Au-dessus du bétail écœurant des humains
Bondissaient par instants les sauvages crinières
Des mendieurs d’azur perdus dans nos chemins.
Un vent mêlé de cendre effarait leurs bannières
Où passe le divin gonflement de la mer
Et creusait autour d’eux de sanglantes ornières.
La tête dans l’orage ils défiaient l’Enfer,
Ils voyageaient sans pains, sans bâtons et sans urnes,
Mordant au citron d’or de l’Idéal amer.
La plupart ont râlé dans des ravins nocturnes,
S’enivrant du plaisir de voir couler son sang.
La mort fut un baiser sur ces fronts taciturnes.
S’ils sont vaincus, c’est par un ange très puissant
Qui rougit l’horizon des éclairs de son glaive.
L’orgueil fait éclater leur cœur reconnaissant.
Ils tettent la Douleur comme ils tétaient le Rêve
Et quand ils vont rhythmant leurs pleurs voluptueux
Le peuple s’agenouille et leur mère se lève.
Ceux-là sont consolés étant majestueux.
Mais ils ont sous les pieds des frères qu’on bafoue,
Dérisoires martyrs d’un hasard tortueux.
Des pleurs aussi salés rongent leur pâle joue,
Ils mangent de la cendre avec le même amour ;
Mais vulgaire ou burlesque est le sort qui les roue.
Ils pouvaient faire aussi sonner comme un tambour
La servile pitié des races à l’œil terne,
Égaux de Prométhée à qui manque un vautour !
Non.

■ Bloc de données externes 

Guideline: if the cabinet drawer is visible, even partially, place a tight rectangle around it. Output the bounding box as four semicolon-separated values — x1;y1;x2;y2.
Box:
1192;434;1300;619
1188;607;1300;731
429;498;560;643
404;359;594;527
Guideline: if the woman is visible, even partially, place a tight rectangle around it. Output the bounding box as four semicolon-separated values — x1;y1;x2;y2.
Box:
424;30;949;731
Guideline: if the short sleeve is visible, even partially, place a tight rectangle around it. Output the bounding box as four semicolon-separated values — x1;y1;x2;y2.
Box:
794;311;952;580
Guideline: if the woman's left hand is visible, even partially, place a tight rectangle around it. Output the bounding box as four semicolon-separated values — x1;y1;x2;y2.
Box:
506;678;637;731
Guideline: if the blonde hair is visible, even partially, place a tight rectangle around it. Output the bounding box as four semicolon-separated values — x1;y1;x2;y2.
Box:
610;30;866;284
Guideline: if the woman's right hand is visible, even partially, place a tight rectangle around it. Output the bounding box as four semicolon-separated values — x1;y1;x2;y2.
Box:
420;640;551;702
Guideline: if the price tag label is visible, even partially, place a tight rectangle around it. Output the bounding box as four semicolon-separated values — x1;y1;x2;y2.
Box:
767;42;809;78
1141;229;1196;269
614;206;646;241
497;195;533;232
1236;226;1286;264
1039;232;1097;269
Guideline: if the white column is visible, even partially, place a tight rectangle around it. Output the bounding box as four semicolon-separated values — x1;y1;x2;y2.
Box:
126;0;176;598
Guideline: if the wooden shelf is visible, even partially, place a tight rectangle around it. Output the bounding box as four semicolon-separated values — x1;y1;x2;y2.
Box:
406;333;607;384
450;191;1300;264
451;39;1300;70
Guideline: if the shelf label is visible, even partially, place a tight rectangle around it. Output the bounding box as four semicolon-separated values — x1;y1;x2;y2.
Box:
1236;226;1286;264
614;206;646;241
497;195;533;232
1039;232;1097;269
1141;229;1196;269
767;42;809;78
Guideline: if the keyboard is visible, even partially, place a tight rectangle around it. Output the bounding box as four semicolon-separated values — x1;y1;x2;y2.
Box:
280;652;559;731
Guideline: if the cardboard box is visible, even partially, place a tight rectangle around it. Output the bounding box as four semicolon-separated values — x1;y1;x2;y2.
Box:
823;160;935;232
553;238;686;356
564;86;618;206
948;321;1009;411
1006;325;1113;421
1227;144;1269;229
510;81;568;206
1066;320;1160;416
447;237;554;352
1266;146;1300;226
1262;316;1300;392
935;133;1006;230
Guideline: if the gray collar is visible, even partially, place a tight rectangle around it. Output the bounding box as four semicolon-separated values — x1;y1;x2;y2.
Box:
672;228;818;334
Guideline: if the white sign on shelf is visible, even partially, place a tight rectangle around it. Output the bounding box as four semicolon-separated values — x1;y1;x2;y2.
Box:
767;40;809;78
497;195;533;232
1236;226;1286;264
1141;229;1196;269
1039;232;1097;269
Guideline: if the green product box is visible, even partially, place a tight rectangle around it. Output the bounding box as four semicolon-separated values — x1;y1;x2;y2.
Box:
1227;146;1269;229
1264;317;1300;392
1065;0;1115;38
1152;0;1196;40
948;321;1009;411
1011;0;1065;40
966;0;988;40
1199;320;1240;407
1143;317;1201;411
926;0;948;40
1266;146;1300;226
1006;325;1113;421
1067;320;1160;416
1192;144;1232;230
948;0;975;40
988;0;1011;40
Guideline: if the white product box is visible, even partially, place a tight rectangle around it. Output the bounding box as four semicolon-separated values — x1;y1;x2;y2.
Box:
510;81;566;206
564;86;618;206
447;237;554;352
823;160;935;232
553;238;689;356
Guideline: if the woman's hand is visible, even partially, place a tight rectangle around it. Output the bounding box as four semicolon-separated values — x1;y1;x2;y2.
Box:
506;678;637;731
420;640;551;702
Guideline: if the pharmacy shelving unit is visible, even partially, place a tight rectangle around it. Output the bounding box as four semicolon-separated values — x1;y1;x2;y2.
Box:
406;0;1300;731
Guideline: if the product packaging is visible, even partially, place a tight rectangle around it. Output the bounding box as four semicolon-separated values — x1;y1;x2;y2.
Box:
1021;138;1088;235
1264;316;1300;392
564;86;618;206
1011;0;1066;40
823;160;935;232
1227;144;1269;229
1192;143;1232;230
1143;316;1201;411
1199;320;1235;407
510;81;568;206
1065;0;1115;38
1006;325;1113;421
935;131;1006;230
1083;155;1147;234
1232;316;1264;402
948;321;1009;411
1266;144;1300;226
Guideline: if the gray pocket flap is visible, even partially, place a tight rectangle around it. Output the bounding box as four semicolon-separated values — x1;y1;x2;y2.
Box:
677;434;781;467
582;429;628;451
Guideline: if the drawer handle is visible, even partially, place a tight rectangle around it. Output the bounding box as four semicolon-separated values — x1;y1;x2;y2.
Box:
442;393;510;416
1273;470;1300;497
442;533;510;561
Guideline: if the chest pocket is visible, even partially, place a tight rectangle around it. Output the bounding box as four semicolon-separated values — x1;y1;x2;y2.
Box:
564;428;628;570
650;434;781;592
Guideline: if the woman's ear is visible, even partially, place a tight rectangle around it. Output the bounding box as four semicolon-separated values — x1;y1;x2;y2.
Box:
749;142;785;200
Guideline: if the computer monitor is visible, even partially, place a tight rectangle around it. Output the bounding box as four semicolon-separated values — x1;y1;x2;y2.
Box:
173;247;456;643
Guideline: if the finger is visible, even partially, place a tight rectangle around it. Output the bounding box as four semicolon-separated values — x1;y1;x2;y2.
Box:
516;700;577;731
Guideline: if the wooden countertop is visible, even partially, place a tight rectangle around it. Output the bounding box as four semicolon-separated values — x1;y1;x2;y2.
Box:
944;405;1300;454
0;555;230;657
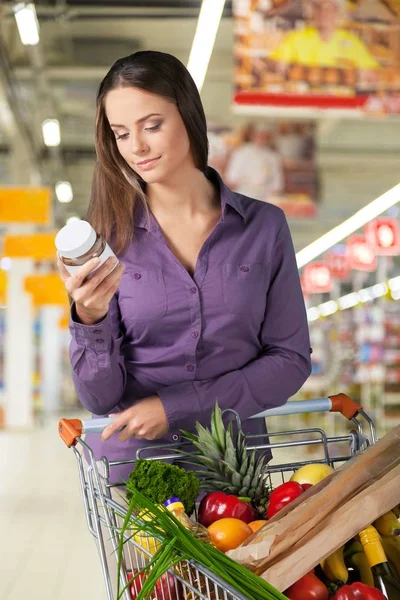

Vieux et fréquentant les déserts sans citerne,
Ils marchent sous le fouet d’un squelette rageur,
Le GUIGNON, dont le rire édenté les prosterne.
S’ils vont, il grimpe en croupe et se fait voyageur,
Puis, le torrent franchi, les plonge en une mare
Et fait un fou crotté du superbe nageur.
Grâce à lui, si l’un chante en son buccin bizarre,
Des enfants nous tordront en un rire obstiné,
Qui, soufflant dans leurs mains, singeront sa fanfare.
Grâce à lui, s’ils s’en vont tenter un sein fané
Avec des fleurs par qui l’impureté s’allume,
Des limaces naîtront sur leur bouquet damné.
Et ce squelette nain coiffé d’un feutre à plume
Et botté, dont l’aisselle a pour poils de longs vers,
Est pour eux l’infini de l’humaine amertume,
Et si, rossés, ils ont provoqué le pervers,
Leur rapière en grinçant suit le rayon de lune
Qni neige en sa carcasse et qui passe au travers.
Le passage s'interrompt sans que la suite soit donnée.